Improving Patient Satisfaction with the Preoperative
Evaluation
Our group uses the information system to increase patient satisfaction
with preoperative evaluation in several ways (Foss JF, personal communication).
For example, the most important factor in decreasing patient satisfaction was delay
in seeing a physician. Therefore, we use the system to decrease this time interval.

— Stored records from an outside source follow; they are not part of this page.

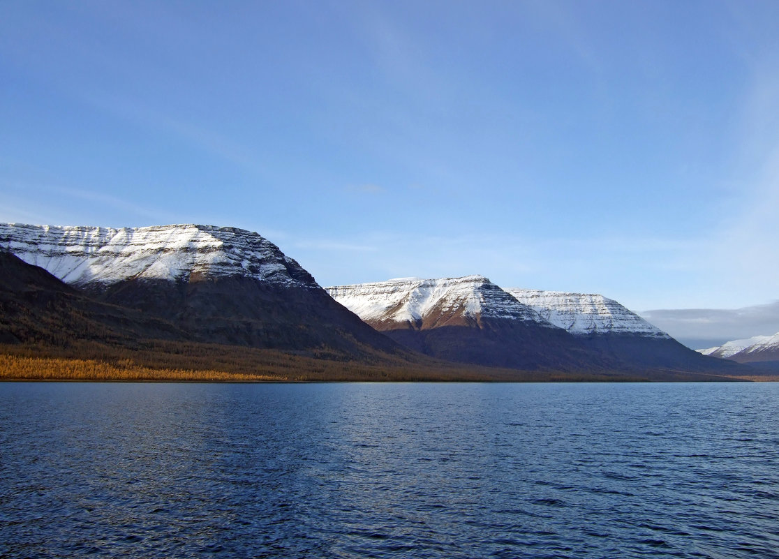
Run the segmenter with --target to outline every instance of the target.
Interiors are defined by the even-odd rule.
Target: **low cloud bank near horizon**
[[[779,301],[736,309],[657,309],[640,315],[693,350],[779,332]]]

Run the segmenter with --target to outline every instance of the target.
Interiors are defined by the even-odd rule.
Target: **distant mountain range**
[[[6,223],[0,248],[0,343],[133,348],[158,339],[366,365],[445,364],[435,358],[584,377],[742,371],[600,295],[502,290],[481,276],[326,291],[275,244],[231,227]]]
[[[774,336],[756,336],[746,339],[734,339],[716,347],[698,350],[698,352],[703,355],[729,359],[737,363],[749,363],[779,369],[779,332]]]
[[[326,288],[397,342],[442,359],[579,370],[724,371],[601,295],[501,289],[485,277]]]

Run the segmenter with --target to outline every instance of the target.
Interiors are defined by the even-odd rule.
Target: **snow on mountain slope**
[[[779,332],[777,332],[774,336],[759,336],[756,337],[763,338],[763,339],[758,339],[749,347],[744,348],[740,352],[742,355],[746,353],[779,350]]]
[[[386,282],[326,287],[328,293],[366,322],[418,322],[431,313],[461,311],[469,318],[511,318],[552,328],[527,305],[483,276]]]
[[[176,281],[232,275],[277,284],[315,285],[275,244],[256,233],[233,227],[0,223],[0,248],[76,286],[136,278]]]
[[[696,350],[696,351],[699,353],[703,353],[703,355],[710,355],[712,357],[722,357],[723,359],[727,359],[731,355],[735,355],[741,351],[750,348],[756,344],[760,344],[761,342],[769,340],[771,338],[772,336],[755,336],[751,338],[745,338],[743,339],[731,339],[729,342],[725,342],[721,346],[709,347],[705,350]]]
[[[534,309],[543,318],[572,334],[629,334],[670,339],[619,303],[595,294],[541,291],[506,288],[520,303]]]
[[[774,336],[755,336],[744,339],[733,339],[717,347],[696,350],[703,355],[735,360],[749,360],[760,354],[779,353],[779,332]]]

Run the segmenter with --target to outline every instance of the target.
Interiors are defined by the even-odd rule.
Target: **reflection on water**
[[[2,384],[0,555],[775,557],[779,385]]]

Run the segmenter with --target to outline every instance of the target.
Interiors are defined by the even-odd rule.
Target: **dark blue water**
[[[0,384],[3,557],[779,557],[779,384]]]

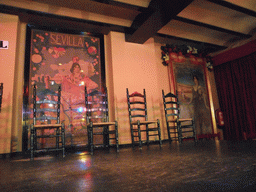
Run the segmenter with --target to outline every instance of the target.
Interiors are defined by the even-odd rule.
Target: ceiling
[[[47,11],[39,9],[44,5]],[[74,14],[59,14],[60,9]],[[162,44],[200,46],[207,53],[224,50],[256,33],[255,0],[0,0],[0,12],[19,15],[35,25],[122,32],[127,42],[139,44],[153,37]]]

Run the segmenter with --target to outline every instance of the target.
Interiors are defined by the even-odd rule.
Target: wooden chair
[[[143,143],[149,145],[152,141],[158,141],[160,147],[162,146],[161,140],[161,130],[159,119],[149,121],[147,114],[147,101],[146,101],[146,91],[143,89],[143,94],[134,92],[129,94],[128,88],[127,93],[127,103],[129,111],[129,121],[131,130],[132,146],[136,143],[142,148]],[[142,140],[141,133],[146,133],[146,140]],[[150,140],[150,137],[154,139]],[[158,139],[156,139],[158,137]],[[137,139],[136,139],[137,138]]]
[[[165,95],[162,90],[162,96],[169,142],[178,140],[179,143],[182,143],[184,139],[194,139],[196,142],[194,118],[180,118],[178,94],[167,93]]]
[[[58,93],[33,86],[33,123],[30,126],[31,160],[36,152],[62,151],[65,157],[65,126],[60,123],[61,87]],[[57,97],[57,101],[54,99]],[[46,133],[47,132],[47,133]],[[55,138],[55,139],[54,139]],[[55,140],[55,145],[54,144]],[[45,146],[46,144],[50,147]]]
[[[86,123],[88,131],[88,146],[91,154],[95,147],[110,148],[116,147],[119,152],[118,142],[118,123],[109,121],[108,115],[108,93],[104,91],[92,90],[90,93],[85,88],[85,106],[86,106]],[[101,135],[102,142],[95,141],[94,136]],[[111,143],[114,140],[114,144]]]
[[[0,83],[0,112],[2,109],[3,89],[4,89],[3,83]]]

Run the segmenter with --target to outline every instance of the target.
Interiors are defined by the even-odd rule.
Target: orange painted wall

The University of Chicago system logs the arrival time of the
patient at the clinic. After the patient has completed his or her self-administered
questionnaire on health matters, the system uses those answers to determine the risk
status of that patient, A "triage nurse" then uses that risk status, definitions
of the three levels of surgery (minimally invasive surgery, surgery of moderate intensity,
or major surgery), and the functional age of the patient (i.e., his or her physiologic
age [RealAge], not chronologic age) to determine what level of visit with the anesthesiologist
is required. A comprehensive visit takes 20 minutes or more and assesses the patient
who has an ASA status of 2.0 or higher, or is undergoing
major surgery, or has a biologic age over 65. The
next category, the visit of intermediate intensity, takes 15 to 25 minutes. These
patients have an ASA status of 1.5 to 2, or are undergoing
type B surgery, or have a biologic age of 61 to 65.
Finally, the "expedited visit" takes 5 to 10 minutes and evaluates the patient who
has an ASA status of 2 or less, and is undergoing
minimally invasive surgery, and has a biologic age
of less than 61.
Once the appropriate level of visit has been determined, the patient
is made ready to see the anesthesiologist. He or she is placed in an examination
room and dressed to the waist in a hospital gown. Blood pressure, heart rate, height,
and weight are recorded, and a self-entered history is completed by the patient.
The patient's status is entered into the computer system, and
the times to each room are tracked on the local area networked computer system.
A red light signals when an "expedited patient" is ready to be seen. The anesthesiologist
will often excuse himself or herself from the comprehensive-visit patient and see
the expedited patient immediately. (Comprehensive-visit patients seem not to object
to the interruption, as they understand that they require, and will receive, extra
physician time.) The total time for patients is not reduced, but the delay until
the patient first sees the physician is decreased.
Another way to use an information system to improve patient satisfaction
is to ask patients to complete a self-administered questionnaire after surgery.
The questionnaire, given by phone or, if in-hospital, by computer or paper and pencil,
can assess the patient's satisfaction with the anesthesia service's performance and
pain therapy. Feedback for such results has improved performance in the University
of Chicago system by physicians in satisfying patients' pain relief requirements.
Information systems are not a replacement for good care, nor is
it likely that they will decrease the time spent with patients. However, if carefully
designed and implemented, information systems can enhance the acquisition and management
of data, so that physicians can spend more of the time they do have with patients
in attending to their care. Although such systems can decrease the risks of caring
for a patient by providing a complete working database, they are also capable of
introducing new risks regarding confidentiality of data and dependence on availability
of the system. No matter how much automation, education, or informatics you decide
to employ, the factor most important in achieving success is marshalling the resources
and consensus of department members and users (surgeons, obstetricians, radiologists,
administrators) to institute such a considerable undertaking.